Il ne faut pas oublier Silvina Ocampo ! Les éditions des femmes–Antoinette Fouque, ont la très bonne idée de garder la mémoire d’auteures  importantes : après la Brésilienne Clarice Lispector il y a quelques mois, sort maintenant une traduction du dernier roman écrit par Silvina Ocampo, son œuvre la plus longue, qu’il faut absolument découvrir pour se rendre compte de l’immense originalité de cette femme discrète, auteure essentiellement de nouvelles.

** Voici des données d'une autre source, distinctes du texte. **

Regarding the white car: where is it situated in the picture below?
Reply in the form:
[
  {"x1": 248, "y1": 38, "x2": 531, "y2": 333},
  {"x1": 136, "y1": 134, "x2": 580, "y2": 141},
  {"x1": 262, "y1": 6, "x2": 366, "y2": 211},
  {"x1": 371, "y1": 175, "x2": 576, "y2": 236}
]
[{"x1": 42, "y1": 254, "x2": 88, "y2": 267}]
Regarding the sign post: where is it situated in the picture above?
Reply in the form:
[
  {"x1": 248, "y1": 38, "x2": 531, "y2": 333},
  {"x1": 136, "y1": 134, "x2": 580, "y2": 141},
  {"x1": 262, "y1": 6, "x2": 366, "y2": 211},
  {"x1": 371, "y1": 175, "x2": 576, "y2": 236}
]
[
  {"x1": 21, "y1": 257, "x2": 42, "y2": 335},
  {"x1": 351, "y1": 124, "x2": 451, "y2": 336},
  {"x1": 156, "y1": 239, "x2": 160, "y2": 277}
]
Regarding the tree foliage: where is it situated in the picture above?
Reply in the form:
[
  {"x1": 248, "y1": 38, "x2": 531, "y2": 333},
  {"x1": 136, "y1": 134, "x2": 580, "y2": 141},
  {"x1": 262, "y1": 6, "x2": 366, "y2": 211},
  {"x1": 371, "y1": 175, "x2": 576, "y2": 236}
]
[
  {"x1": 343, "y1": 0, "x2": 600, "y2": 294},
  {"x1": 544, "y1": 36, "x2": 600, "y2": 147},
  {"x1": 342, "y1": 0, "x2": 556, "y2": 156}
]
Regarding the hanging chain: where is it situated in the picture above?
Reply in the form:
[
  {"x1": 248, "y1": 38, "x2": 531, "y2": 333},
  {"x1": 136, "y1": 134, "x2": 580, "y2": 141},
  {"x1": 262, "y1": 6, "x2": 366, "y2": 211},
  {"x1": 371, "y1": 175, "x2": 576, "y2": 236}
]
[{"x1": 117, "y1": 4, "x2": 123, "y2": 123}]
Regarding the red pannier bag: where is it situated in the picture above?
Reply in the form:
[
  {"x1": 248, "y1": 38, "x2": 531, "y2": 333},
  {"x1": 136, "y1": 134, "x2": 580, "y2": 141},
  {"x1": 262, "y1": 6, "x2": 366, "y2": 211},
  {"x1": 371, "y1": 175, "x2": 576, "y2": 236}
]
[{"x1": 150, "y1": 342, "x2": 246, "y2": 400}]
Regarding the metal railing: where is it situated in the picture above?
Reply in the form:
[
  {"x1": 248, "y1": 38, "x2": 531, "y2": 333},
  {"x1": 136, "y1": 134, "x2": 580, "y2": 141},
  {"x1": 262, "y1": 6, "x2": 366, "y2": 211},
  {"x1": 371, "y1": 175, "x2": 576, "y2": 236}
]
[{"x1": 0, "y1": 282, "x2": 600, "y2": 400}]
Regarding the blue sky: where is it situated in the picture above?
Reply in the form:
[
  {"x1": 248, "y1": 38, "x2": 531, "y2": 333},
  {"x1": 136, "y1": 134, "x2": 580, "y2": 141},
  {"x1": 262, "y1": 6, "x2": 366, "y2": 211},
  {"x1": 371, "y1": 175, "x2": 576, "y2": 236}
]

« Qu’est-ce que tomber amoureux ? perdre le dégoût, perdre la peur, perdre tout ! ». Ce presque paradoxe est à l’image de ce texte irréel et réaliste, prose poétique au service d’une non-histoire que l’on peut raconter et qui se lit avec facilité.

Une femme, la narratrice, vient de tomber accidentellement du pont d’un paquebot sur lequel elle faisait une croisière. Pour espérer survivre, elle décide de « ranger » les souvenirs qui lui viennent et ses souvenirs sont des personnes, l’une lui évoquant la suivante, et ainsi de suite. Chaque « portrait » devient « nouvelle » ou « conte ». Tous ces guillemets ont un sens, une explication : chez Silvina Ocampo, les mots se dépouillent de leur signification habituelle, celle que l’on croit unique, pour se parer d’autres couleurs, qui les modifient et parfois vont jusqu’à leur faire dire leur contraire : de la virtuosité pure, mais une virtuosité qui est à l’opposé de ce que l’on pourrait croire « intello », un peu comme la simplicité (apparente) d’un Mozart. En découvrant chaque personnage, on découvre le peuple ou la petite bourgeoisie de Buenos Aires, avec ses règles, ses compromissions, morales pour la plupart, compromissions qu’ils se font une joie de transgresser : tout est allègrement possible, sous une retenue de façade.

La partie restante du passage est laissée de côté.